Over the course of his three-decade career, the German artist Anton Würth has produced just a handful of print portfolios and a dozen-and-a-half artist’s books, which he calls his Carnets. Working mainly (though not exclusively) in engraving, and engaging the print cultures of earlier eras, he registers as something of an anachronism. (Indeed, for the past decade he has been represented by CG Boerner, the Upper East Side Manhattan gallery better known for old master prints.) Yet Würth should not be placed among the ranks of those contemporary artists who embrace historical styles from a position of efficacy or reaction. Indeed, looking closely at his enigmatic, paradoxical images, one might argue that, from his perch on what he devises as the razor-edge dividing abstraction and representation, uniqueness and repetition, decoration and content, Würth has arrived—via an unabashedly old-fashioned conveyance—at some of the fundamental issues of art in our post-postmodern age. Würth belongs nowhere in particular, yet his rather brilliant awareness of what that means, and his embodiment of that state in his work, uniquely position him in our epoch of unmoored signification.
Würth’s latest feat is a nine-part portfolio of engravings that stem from his recent extensive investigation of decorative ornament books in various European archives. Here we see his signature style, in images composed of a spare, well-controlled line that seems to breathe on the page, and plenty of unmarked areas that feel nonetheless inhabited, a combination that imparts to every sheet a subtle vitality. In each print, he juxtaposes an oval, something like a mirror (on the left), with a pair of shapes derived from common—though in some cases outmoded—utilitarian objects or articles of clothing (on the right). In comparison with his earlier works utilizing such shapes, these are pretty much identifiable, though incredibly distilled: mittens and caps, a wine carrier, a hot-water bottle, shoe forms, and other shapes I didn’t recognize. Some are composed of tiny chains resembling knitted stitches, others of florets, zigzags and other linear patterns. One pair is covered with a luxurious brocade-like design. The variations are numerous, and part of the pleasure in contemplating the set as a whole lies in comprehending the permutations, both within each sheet and from print to print.
Each of the mirrors, its body constituted by minute parallel lines, is bordered by a different narrow, ornamented frame—scalloped, chained, looped. And some form of graceful arabesque often accompanies the paired images, like a flourish on a signature. The sheer whimsy of the prints, their decorative variety and jouissance, fly in the face of the obvious planning that must go into their making, and the wrist-aching technique and execution that brings them into being.
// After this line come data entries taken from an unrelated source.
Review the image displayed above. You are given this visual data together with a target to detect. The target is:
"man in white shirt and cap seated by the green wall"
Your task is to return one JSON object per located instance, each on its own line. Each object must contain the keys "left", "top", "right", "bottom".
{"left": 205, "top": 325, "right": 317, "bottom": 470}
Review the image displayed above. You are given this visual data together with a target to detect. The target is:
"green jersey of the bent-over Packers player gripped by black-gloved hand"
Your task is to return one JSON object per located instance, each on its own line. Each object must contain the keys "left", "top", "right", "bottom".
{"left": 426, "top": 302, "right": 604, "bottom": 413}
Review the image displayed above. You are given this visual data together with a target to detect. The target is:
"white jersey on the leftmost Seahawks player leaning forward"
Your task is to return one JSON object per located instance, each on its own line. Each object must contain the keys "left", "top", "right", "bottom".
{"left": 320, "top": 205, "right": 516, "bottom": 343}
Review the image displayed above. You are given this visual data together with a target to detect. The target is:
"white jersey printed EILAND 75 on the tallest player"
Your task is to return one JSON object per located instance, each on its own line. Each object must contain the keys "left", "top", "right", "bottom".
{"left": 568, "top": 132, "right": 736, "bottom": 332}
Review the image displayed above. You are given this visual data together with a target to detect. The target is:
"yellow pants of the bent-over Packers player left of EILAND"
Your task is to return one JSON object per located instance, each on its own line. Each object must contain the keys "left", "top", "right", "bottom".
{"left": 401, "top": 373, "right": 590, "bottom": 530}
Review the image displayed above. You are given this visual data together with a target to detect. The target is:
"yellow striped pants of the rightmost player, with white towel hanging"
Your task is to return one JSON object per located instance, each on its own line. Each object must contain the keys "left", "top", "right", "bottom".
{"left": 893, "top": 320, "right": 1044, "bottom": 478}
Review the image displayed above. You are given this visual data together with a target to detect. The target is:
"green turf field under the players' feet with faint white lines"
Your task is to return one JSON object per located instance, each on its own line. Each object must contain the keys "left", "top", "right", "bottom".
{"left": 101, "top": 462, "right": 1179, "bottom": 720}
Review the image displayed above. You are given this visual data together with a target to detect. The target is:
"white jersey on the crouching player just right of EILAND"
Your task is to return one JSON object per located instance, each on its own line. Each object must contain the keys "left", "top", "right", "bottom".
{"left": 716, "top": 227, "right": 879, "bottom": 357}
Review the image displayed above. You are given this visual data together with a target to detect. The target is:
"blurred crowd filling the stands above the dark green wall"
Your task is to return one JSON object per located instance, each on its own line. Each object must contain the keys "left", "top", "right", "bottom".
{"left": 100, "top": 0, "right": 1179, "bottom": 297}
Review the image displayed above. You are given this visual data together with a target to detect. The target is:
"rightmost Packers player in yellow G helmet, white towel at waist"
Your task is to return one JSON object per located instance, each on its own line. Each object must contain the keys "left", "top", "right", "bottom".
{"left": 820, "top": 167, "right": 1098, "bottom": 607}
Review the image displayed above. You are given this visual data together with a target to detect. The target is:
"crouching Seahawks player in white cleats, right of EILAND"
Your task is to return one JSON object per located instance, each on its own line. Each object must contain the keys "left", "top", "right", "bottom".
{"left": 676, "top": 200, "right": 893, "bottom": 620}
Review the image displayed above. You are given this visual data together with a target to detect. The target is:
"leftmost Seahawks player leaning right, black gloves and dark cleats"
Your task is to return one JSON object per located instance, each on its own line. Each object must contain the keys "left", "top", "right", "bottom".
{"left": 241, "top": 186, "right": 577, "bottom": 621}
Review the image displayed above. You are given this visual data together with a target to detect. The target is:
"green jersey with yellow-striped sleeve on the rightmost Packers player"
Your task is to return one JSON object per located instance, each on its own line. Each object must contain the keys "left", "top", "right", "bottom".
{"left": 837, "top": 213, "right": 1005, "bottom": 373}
We find ourselves growing philosophical as we ponder them: are these objects, or covers of objects—and by extension mere surfaces? What is the nature of the craft (hand-made, industrial?) and artistic will (pragmatic, fanciful?) that has produced them? What is the relationship between the mirror and the objects? Is it merely the sort of accident that one often encounters in antique pattern books, where a random grouping of things might testify at once to feverish creativity and a scarcity of paper? Or is some statement being made about, say, the vanity of ornament, put to use in baubles and accessories meant to beautify a person or her environment? Or about the self-reflective nature of ornament, which tends to travel from era to era, culture to culture, in a kind of transhistorical migration that takes flight from the more identifiable transmission of influences represented in the evolution of styles?
And so it goes: as one contemplates this lovely portfolio, in some ways the lushest that Würth has yet produced, the implications of its modest images deepen and spread. The time he spends on each of his projects seems generously to be transmitted to us viewers caught in the rush of technology and spectacle, and we luxuriate in the pause he invariably offers.